Posted in News Releases

Banning, California (July 11, 2008) – In response to objections filed by workers represented by the National Right to Work Foundation alleging union misconduct during a recent decertification election at Coastline Manufacturing, International Brotherhood of Painters and Allied Trades Local 636 union officials decided to save face rather than go through an embarrassing National Labor Relations Board (NLRB) hearing. Instead, they agreed to a new election to determine whether the union will retain its monopoly bargaining privileges.

After union officials unlawfully tampered with employees’ efforts to prove a majority didn’t want union representation, workers contacted the National Right to Work Foundation for free legal assistance.

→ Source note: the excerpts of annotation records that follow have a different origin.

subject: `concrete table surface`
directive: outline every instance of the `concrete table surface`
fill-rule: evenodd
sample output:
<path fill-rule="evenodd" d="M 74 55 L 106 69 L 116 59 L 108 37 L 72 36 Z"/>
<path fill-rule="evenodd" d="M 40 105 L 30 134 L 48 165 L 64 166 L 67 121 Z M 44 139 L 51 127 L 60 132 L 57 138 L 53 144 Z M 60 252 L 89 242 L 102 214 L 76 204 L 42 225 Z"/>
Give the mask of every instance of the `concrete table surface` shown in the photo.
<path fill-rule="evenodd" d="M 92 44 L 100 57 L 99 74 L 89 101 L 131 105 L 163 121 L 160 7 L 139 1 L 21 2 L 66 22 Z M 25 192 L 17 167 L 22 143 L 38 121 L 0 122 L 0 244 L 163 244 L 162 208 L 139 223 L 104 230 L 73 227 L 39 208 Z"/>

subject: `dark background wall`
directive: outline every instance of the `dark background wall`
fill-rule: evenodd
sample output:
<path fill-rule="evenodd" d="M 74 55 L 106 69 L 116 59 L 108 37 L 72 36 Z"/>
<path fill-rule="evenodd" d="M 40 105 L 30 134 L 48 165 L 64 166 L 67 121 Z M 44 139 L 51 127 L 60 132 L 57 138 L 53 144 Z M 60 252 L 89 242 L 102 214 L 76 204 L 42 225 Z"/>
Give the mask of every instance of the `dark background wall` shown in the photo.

Employees at the glass manufacturing company then sought a union decertification election supervised by the NLRB to formally toss the International Brotherhood of Painters and Allied Trades local out of their workplace.

On May 19, a majority of workers voted to retain union representation, but the results were marred by union threats, intimidation, and other irregularities. Foundation staff attorneys filed official objections with the NLRB’s Regional Director, citing five union violations of federal labor election guidelines and asking for a new decertification election so that employees could freely express their preferences.

Workers reported that the union illegally tainted the election by installing a union official as a supposedly “neutral” election observer, threatening employees with financial penalties and employer confiscation of pension funds in the event of decertification, menacing workers with suggestions of lay-offs if the union were to be ejected, and threatening employees with disclosure of family members’ immigration status.

The NLRB Regional Director granted a hearing to resolve employees’ objections, but union officials apparently recognized the likelihood of an embarrassing loss and, at the 11th hour, decided to withdraw from the proceedings and instead agree to another federally-supervised decertification election.

“Union officials’ willingness to intimidate the very employees they are supposed to represent irreparably compromised the integrity of the decertification election,” said Stefan Gleason, vice president of the National Right to Work Foundation. “The union’s decision not to contest the workers’ charges clearly demonstrates the process was fatally flawed. We can only hope that this next election will fairly reflect employees’ preferences.”